AN EXPERIMENTAL INVESTIGATION OF GRAVITY DRAINAGE DURING IMMISCIBLE GAS INJECTION IN CARBONATE ROCKS UNDER RESERVOIR CONDITIONS

Abstract

Gravity drainage is one of the important recovery mechanisms in fractured carbonate and conventional reservoirs. It occurs due to density difference between the gas in fracture and the oil in matrix as well as in conventional tilted reservoirs. Oil phase will form films which are produced under gravity forces (film flow). Many gas injection experiments have been done on laboratory scales with dead oil, but, herein, we would like to recombine oil under reservoir conditions. In this paper, the gravity drainage process is considered during immiscible gas injection in carbonate core saturated with recombined oil at reservoir temperature and pressure.

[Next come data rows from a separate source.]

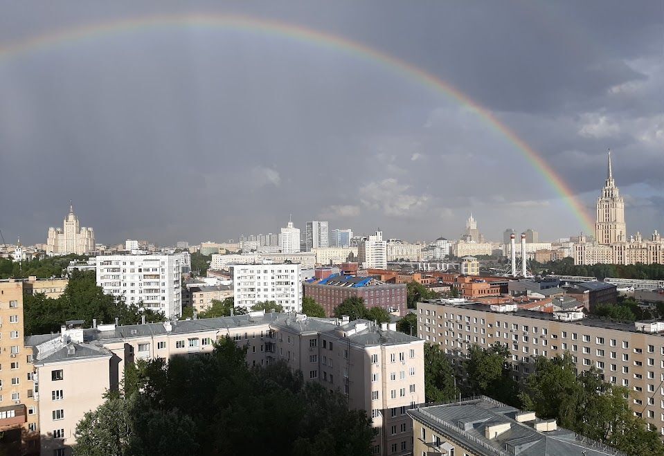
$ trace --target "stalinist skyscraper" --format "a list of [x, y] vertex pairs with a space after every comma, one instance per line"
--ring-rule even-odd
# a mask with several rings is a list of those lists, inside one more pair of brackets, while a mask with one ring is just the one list
[[625, 242], [627, 230], [625, 226], [625, 201], [620, 196], [613, 181], [611, 167], [611, 151], [609, 151], [609, 169], [602, 196], [597, 199], [597, 222], [595, 224], [595, 239], [598, 244], [609, 244]]
[[74, 208], [69, 205], [69, 213], [64, 219], [62, 228], [48, 228], [46, 253], [48, 255], [84, 255], [94, 252], [95, 235], [91, 228], [81, 226]]

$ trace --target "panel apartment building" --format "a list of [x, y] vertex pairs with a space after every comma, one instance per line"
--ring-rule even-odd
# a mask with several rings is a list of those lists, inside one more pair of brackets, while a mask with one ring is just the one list
[[97, 285], [104, 293], [161, 312], [182, 314], [182, 273], [190, 265], [188, 252], [97, 257]]
[[0, 448], [38, 454], [33, 353], [24, 346], [23, 280], [0, 280]]
[[249, 310], [258, 302], [274, 301], [287, 312], [302, 309], [300, 264], [235, 264], [231, 268], [235, 307]]
[[42, 439], [42, 455], [71, 454], [76, 423], [102, 402], [107, 389], [118, 387], [125, 363], [210, 352], [226, 336], [246, 346], [250, 365], [284, 360], [307, 381], [347, 394], [350, 406], [366, 410], [377, 428], [374, 454], [412, 451], [406, 412], [424, 400], [424, 341], [393, 325], [262, 311], [85, 329], [81, 324], [67, 322], [60, 334], [26, 339], [35, 353], [41, 426], [57, 436]]
[[500, 342], [512, 354], [514, 378], [521, 381], [538, 356], [568, 352], [580, 371], [594, 366], [605, 381], [629, 389], [634, 413], [664, 435], [664, 322], [616, 322], [581, 312], [517, 310], [515, 304], [455, 304], [445, 300], [418, 304], [418, 334], [440, 345], [458, 366], [476, 343]]

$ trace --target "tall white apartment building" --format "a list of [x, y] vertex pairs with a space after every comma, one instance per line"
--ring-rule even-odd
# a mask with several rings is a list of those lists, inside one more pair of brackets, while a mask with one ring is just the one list
[[383, 240], [382, 231], [357, 245], [357, 259], [367, 269], [387, 268], [387, 242]]
[[293, 222], [288, 221], [286, 228], [281, 228], [279, 233], [279, 246], [282, 253], [296, 253], [300, 251], [300, 228], [293, 226]]
[[302, 309], [300, 264], [235, 264], [232, 269], [235, 307], [250, 309], [258, 302], [274, 301], [285, 311]]
[[[350, 228], [332, 230], [332, 237], [330, 239], [330, 246], [350, 247], [351, 239], [352, 239], [352, 230]], [[357, 246], [355, 246], [357, 247]]]
[[51, 227], [46, 239], [48, 255], [84, 255], [94, 252], [95, 234], [91, 228], [81, 226], [74, 214], [74, 207], [69, 205], [69, 213], [63, 222], [62, 228]]
[[387, 261], [395, 262], [400, 259], [411, 262], [422, 261], [422, 246], [419, 244], [409, 244], [397, 239], [391, 239], [387, 243]]
[[139, 304], [167, 318], [182, 313], [182, 272], [190, 264], [188, 252], [97, 257], [97, 285], [104, 293]]
[[329, 226], [327, 221], [307, 221], [305, 228], [305, 250], [330, 246]]

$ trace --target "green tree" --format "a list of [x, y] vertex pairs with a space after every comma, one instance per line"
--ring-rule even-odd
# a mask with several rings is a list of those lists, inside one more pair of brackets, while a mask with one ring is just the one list
[[251, 310], [264, 310], [268, 312], [283, 312], [284, 307], [280, 304], [277, 304], [274, 301], [264, 301], [262, 302], [256, 302], [255, 305], [251, 306]]
[[407, 313], [405, 317], [397, 322], [397, 329], [411, 336], [418, 335], [418, 316]]
[[341, 304], [334, 307], [334, 316], [341, 318], [341, 316], [348, 316], [350, 320], [364, 318], [366, 312], [364, 299], [357, 296], [347, 298]]
[[473, 344], [464, 367], [471, 392], [485, 394], [505, 403], [518, 405], [519, 385], [512, 378], [510, 349], [496, 342], [488, 348]]
[[311, 296], [305, 296], [302, 298], [302, 313], [307, 317], [323, 318], [325, 316], [325, 309]]
[[450, 401], [459, 394], [454, 370], [436, 344], [424, 343], [424, 396], [427, 402]]

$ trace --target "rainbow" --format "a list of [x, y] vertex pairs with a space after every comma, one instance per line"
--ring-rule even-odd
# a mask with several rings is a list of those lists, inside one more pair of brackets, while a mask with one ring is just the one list
[[82, 39], [172, 27], [258, 32], [314, 44], [374, 62], [435, 92], [449, 97], [467, 107], [490, 128], [507, 138], [562, 197], [582, 226], [588, 232], [594, 232], [594, 221], [586, 213], [567, 183], [537, 151], [501, 122], [490, 111], [435, 75], [384, 52], [342, 37], [300, 25], [247, 16], [214, 14], [156, 15], [73, 27], [9, 43], [0, 46], [0, 62], [13, 56], [55, 48]]

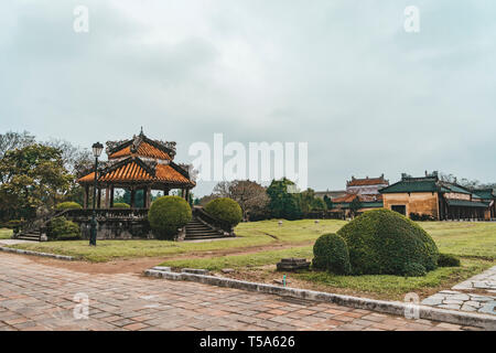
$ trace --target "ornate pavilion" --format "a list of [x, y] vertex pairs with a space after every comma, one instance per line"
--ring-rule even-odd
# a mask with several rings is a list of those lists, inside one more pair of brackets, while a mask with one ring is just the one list
[[[131, 208], [149, 208], [152, 190], [168, 195], [173, 189], [188, 199], [196, 183], [190, 176], [190, 168], [175, 163], [175, 142], [152, 140], [143, 130], [132, 139], [108, 141], [106, 153], [108, 161], [98, 169], [97, 207], [111, 208], [116, 189], [129, 190]], [[90, 189], [94, 188], [95, 172], [87, 172], [78, 179], [85, 189], [84, 207], [88, 207]], [[143, 203], [137, 204], [137, 191], [142, 190]]]

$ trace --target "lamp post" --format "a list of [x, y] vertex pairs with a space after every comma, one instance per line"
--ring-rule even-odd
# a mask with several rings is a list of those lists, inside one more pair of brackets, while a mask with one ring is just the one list
[[96, 190], [98, 183], [98, 157], [100, 157], [104, 150], [104, 145], [100, 142], [93, 143], [93, 156], [95, 157], [95, 184], [93, 188], [93, 213], [91, 213], [91, 228], [89, 233], [89, 245], [96, 246], [96, 233], [97, 233], [97, 222], [96, 222]]

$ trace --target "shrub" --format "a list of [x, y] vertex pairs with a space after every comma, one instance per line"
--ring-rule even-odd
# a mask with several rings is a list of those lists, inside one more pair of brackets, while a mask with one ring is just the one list
[[422, 277], [425, 276], [425, 267], [417, 263], [407, 263], [403, 267], [403, 276], [406, 277]]
[[18, 229], [22, 225], [21, 220], [10, 220], [2, 224], [2, 227], [9, 228], [9, 229]]
[[80, 237], [79, 226], [64, 216], [50, 221], [47, 237], [51, 240], [74, 239]]
[[348, 275], [352, 268], [345, 240], [334, 233], [320, 236], [313, 245], [312, 267], [336, 275]]
[[173, 239], [181, 228], [191, 221], [191, 207], [180, 196], [162, 196], [153, 201], [148, 211], [148, 221], [159, 239]]
[[405, 275], [407, 264], [427, 271], [438, 266], [434, 240], [418, 224], [397, 212], [365, 212], [338, 232], [349, 250], [355, 275]]
[[131, 206], [123, 202], [115, 203], [112, 208], [131, 208]]
[[237, 225], [242, 220], [241, 207], [228, 197], [212, 200], [206, 204], [205, 212], [217, 220], [227, 222], [230, 226]]
[[67, 201], [67, 202], [62, 202], [62, 203], [57, 204], [55, 206], [55, 208], [57, 211], [80, 210], [80, 208], [83, 208], [83, 206], [80, 204], [78, 204], [77, 202]]
[[460, 258], [450, 254], [439, 254], [439, 267], [460, 267]]

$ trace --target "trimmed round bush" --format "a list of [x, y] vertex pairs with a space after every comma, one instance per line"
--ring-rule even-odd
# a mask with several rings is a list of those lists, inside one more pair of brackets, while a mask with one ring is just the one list
[[439, 267], [460, 267], [460, 258], [450, 254], [439, 254]]
[[241, 207], [229, 197], [212, 200], [205, 205], [205, 212], [217, 220], [227, 222], [233, 227], [242, 220]]
[[335, 275], [348, 275], [352, 267], [345, 240], [335, 233], [320, 236], [313, 245], [312, 267]]
[[67, 202], [61, 202], [60, 204], [57, 204], [55, 206], [55, 208], [57, 211], [80, 210], [80, 208], [83, 208], [83, 206], [80, 204], [78, 204], [77, 202], [67, 201]]
[[173, 239], [177, 229], [191, 221], [191, 207], [180, 196], [162, 196], [153, 201], [148, 211], [148, 222], [159, 239]]
[[80, 228], [64, 216], [55, 217], [50, 221], [47, 237], [51, 240], [78, 239], [80, 238]]
[[425, 274], [425, 267], [417, 263], [407, 263], [403, 267], [405, 277], [422, 277]]
[[114, 204], [112, 208], [131, 208], [131, 206], [127, 203], [118, 202]]
[[439, 250], [414, 222], [385, 208], [365, 212], [338, 232], [355, 275], [406, 275], [411, 264], [436, 268]]

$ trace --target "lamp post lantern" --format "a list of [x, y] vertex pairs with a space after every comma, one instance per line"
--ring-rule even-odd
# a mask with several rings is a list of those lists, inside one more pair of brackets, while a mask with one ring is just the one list
[[95, 157], [95, 183], [93, 188], [93, 213], [91, 213], [91, 228], [89, 233], [89, 245], [96, 246], [96, 233], [97, 233], [97, 222], [96, 222], [96, 190], [98, 186], [98, 157], [100, 157], [104, 150], [104, 145], [100, 142], [93, 143], [93, 156]]

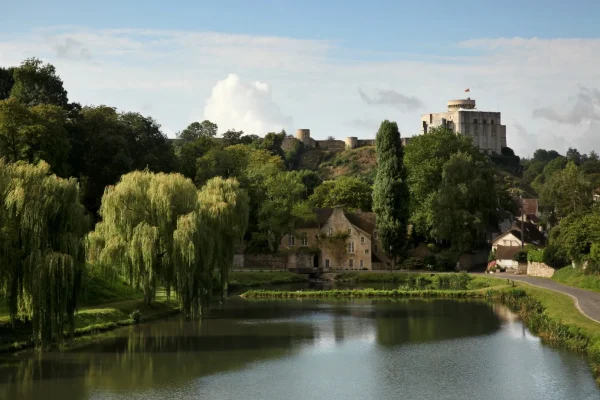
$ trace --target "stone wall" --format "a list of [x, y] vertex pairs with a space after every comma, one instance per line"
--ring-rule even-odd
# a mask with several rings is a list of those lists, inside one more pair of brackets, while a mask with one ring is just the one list
[[539, 276], [542, 278], [551, 278], [554, 275], [555, 269], [547, 266], [544, 263], [528, 262], [527, 263], [527, 275]]
[[287, 269], [286, 254], [246, 254], [244, 268]]

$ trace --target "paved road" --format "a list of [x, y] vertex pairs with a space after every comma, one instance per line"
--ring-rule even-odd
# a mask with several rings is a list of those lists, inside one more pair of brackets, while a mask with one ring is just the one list
[[521, 281], [533, 286], [567, 294], [575, 300], [575, 306], [583, 315], [600, 323], [600, 293], [590, 292], [588, 290], [574, 288], [572, 286], [566, 286], [547, 278], [535, 278], [533, 276], [513, 275], [507, 273], [494, 274], [492, 276], [496, 278], [507, 278], [515, 281]]

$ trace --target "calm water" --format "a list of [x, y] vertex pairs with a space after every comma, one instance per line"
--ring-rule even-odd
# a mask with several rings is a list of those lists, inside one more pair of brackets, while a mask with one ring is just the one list
[[0, 399], [600, 399], [585, 358], [482, 302], [232, 299], [98, 338], [4, 356]]

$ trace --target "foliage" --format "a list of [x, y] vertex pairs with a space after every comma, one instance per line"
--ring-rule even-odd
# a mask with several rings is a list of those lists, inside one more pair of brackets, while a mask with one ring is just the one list
[[370, 211], [371, 186], [359, 178], [342, 176], [334, 181], [325, 181], [309, 198], [313, 207], [342, 206], [347, 211]]
[[13, 79], [10, 96], [16, 101], [29, 107], [41, 104], [67, 107], [67, 91], [52, 64], [28, 58], [14, 69]]
[[544, 262], [544, 250], [534, 249], [527, 252], [527, 261], [529, 262]]
[[12, 321], [31, 319], [38, 345], [73, 332], [86, 228], [74, 179], [50, 175], [44, 162], [0, 160], [0, 294]]
[[544, 249], [543, 262], [555, 269], [563, 268], [569, 264], [564, 251], [554, 243], [548, 243]]
[[[496, 204], [496, 190], [489, 165], [470, 138], [432, 128], [406, 146], [405, 164], [411, 222], [419, 235], [432, 241], [451, 240], [457, 248], [471, 248], [483, 240], [478, 233], [493, 212], [490, 205]], [[466, 222], [464, 228], [449, 223], [438, 227], [446, 212], [455, 223]]]
[[193, 142], [201, 137], [214, 138], [217, 136], [217, 124], [204, 120], [200, 122], [192, 122], [187, 128], [177, 134], [177, 138], [182, 143]]
[[53, 105], [27, 107], [15, 99], [0, 101], [0, 157], [9, 162], [41, 160], [67, 175], [69, 141], [66, 112]]
[[[407, 243], [409, 192], [404, 148], [395, 122], [385, 120], [377, 132], [377, 175], [373, 184], [373, 211], [384, 251], [393, 261]], [[392, 263], [393, 266], [393, 263]]]
[[494, 185], [488, 163], [466, 153], [453, 154], [442, 168], [442, 182], [431, 203], [431, 236], [462, 252], [484, 244], [488, 224], [496, 221]]
[[107, 188], [103, 221], [88, 235], [88, 255], [105, 275], [117, 275], [154, 299], [156, 287], [176, 290], [195, 314], [221, 282], [246, 229], [247, 195], [234, 180], [215, 178], [198, 192], [179, 174], [136, 171]]
[[551, 175], [540, 192], [540, 205], [560, 221], [592, 205], [592, 188], [584, 174], [569, 161], [566, 168]]

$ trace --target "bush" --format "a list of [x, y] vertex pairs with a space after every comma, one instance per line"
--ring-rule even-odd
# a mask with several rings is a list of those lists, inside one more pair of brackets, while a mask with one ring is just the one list
[[544, 250], [541, 250], [541, 249], [530, 250], [527, 253], [527, 261], [543, 263], [544, 262]]
[[140, 310], [134, 310], [131, 314], [129, 314], [129, 319], [137, 324], [142, 319], [142, 313]]
[[560, 248], [552, 243], [544, 249], [543, 260], [544, 264], [556, 269], [569, 265], [569, 261]]
[[409, 270], [423, 269], [424, 266], [425, 264], [423, 263], [423, 260], [417, 257], [408, 257], [402, 262], [401, 265], [402, 269]]

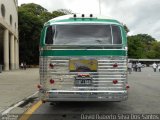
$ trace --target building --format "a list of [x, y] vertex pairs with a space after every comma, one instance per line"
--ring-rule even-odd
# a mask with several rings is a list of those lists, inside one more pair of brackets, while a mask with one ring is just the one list
[[17, 0], [0, 0], [0, 64], [3, 69], [19, 68]]

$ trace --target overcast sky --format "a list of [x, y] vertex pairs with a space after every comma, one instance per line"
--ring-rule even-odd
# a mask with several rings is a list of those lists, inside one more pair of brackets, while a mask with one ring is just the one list
[[129, 35], [149, 34], [160, 40], [160, 0], [18, 0], [23, 3], [36, 3], [48, 11], [69, 9], [74, 13], [99, 14], [110, 16], [127, 25]]

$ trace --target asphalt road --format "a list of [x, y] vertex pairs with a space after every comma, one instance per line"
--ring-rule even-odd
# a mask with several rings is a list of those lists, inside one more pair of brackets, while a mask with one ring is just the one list
[[85, 117], [92, 119], [97, 114], [160, 114], [160, 72], [153, 72], [152, 68], [147, 67], [142, 72], [129, 74], [128, 80], [130, 89], [127, 101], [45, 103], [29, 120], [82, 120]]

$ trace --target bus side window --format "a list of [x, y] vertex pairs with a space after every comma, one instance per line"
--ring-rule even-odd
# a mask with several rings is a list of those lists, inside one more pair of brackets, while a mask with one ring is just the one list
[[113, 44], [122, 44], [121, 30], [118, 26], [112, 25]]
[[53, 44], [53, 36], [54, 36], [54, 29], [53, 26], [49, 26], [47, 28], [47, 32], [46, 32], [46, 44]]

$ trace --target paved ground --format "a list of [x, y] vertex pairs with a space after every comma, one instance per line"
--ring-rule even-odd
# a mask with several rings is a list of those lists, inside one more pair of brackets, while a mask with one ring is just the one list
[[46, 103], [42, 104], [29, 120], [75, 120], [83, 117], [83, 114], [160, 114], [160, 72], [155, 73], [152, 68], [143, 68], [142, 72], [129, 74], [128, 79], [131, 88], [127, 101], [61, 102], [56, 105]]
[[37, 91], [38, 68], [0, 73], [0, 113]]

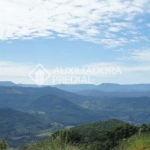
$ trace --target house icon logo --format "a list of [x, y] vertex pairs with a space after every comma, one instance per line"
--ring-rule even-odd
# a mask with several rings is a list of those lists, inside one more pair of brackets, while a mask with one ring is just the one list
[[30, 73], [29, 77], [38, 85], [42, 86], [50, 77], [50, 73], [43, 65], [38, 64]]

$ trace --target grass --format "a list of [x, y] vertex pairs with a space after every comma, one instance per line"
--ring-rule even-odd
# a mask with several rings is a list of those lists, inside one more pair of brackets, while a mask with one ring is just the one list
[[[85, 148], [65, 144], [65, 142], [60, 140], [60, 138], [58, 137], [55, 140], [30, 144], [24, 150], [85, 150]], [[86, 148], [86, 150], [88, 149]]]
[[114, 150], [150, 150], [150, 134], [135, 135]]

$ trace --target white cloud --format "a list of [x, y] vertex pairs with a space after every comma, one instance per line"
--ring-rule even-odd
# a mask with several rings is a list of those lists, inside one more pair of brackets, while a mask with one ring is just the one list
[[150, 27], [150, 23], [149, 23], [149, 24], [147, 24], [147, 26], [148, 26], [148, 27]]
[[148, 0], [1, 0], [0, 40], [60, 36], [119, 46], [133, 42], [134, 35], [128, 39], [117, 33], [137, 32], [134, 17], [147, 13], [149, 4]]
[[140, 62], [150, 62], [150, 49], [135, 50], [131, 54], [131, 59]]

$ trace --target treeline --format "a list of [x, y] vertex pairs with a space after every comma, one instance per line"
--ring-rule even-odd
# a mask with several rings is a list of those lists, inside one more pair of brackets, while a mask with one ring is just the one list
[[[91, 133], [91, 131], [87, 130], [87, 135], [90, 135], [88, 132]], [[90, 137], [86, 137], [81, 135], [80, 132], [70, 129], [58, 131], [53, 134], [51, 138], [53, 138], [53, 140], [60, 138], [63, 143], [85, 147], [88, 150], [110, 150], [133, 135], [148, 132], [150, 133], [150, 125], [143, 124], [137, 127], [131, 124], [123, 124], [114, 129], [101, 132], [96, 136], [93, 134], [90, 135]]]

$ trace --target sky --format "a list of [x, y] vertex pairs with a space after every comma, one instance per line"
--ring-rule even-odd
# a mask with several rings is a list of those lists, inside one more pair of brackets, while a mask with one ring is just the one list
[[149, 0], [0, 1], [0, 81], [51, 85], [75, 78], [150, 83]]

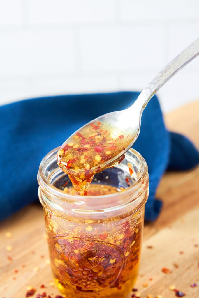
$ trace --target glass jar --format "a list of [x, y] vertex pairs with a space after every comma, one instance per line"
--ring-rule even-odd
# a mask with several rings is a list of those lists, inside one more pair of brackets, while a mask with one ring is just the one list
[[149, 194], [146, 162], [130, 149], [92, 182], [122, 191], [75, 196], [63, 190], [70, 181], [57, 165], [58, 149], [44, 158], [38, 176], [56, 285], [67, 298], [124, 297], [138, 272]]

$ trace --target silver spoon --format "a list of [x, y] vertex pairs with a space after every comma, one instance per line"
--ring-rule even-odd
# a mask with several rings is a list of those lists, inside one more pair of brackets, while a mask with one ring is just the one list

Recombined oil was prepared from dead oil and a solvent (methane and propane) mixed in recombination apparatus. In these experiments, nitrogen gas is injected in a single matrix block at different rates and directions. Since the recovery of oil depends on the gas injection flow rate, the recovery of oil is maximized at a specific flow rate. The results show that gas injection at gravity drainage rate gives the maximum recovery, and ultimate recovery decreases at much higher injection rates. Comparing the gas injection results in horizontal and vertical directions shows that the recovery is higher in the vertical direction than the horizontal direction.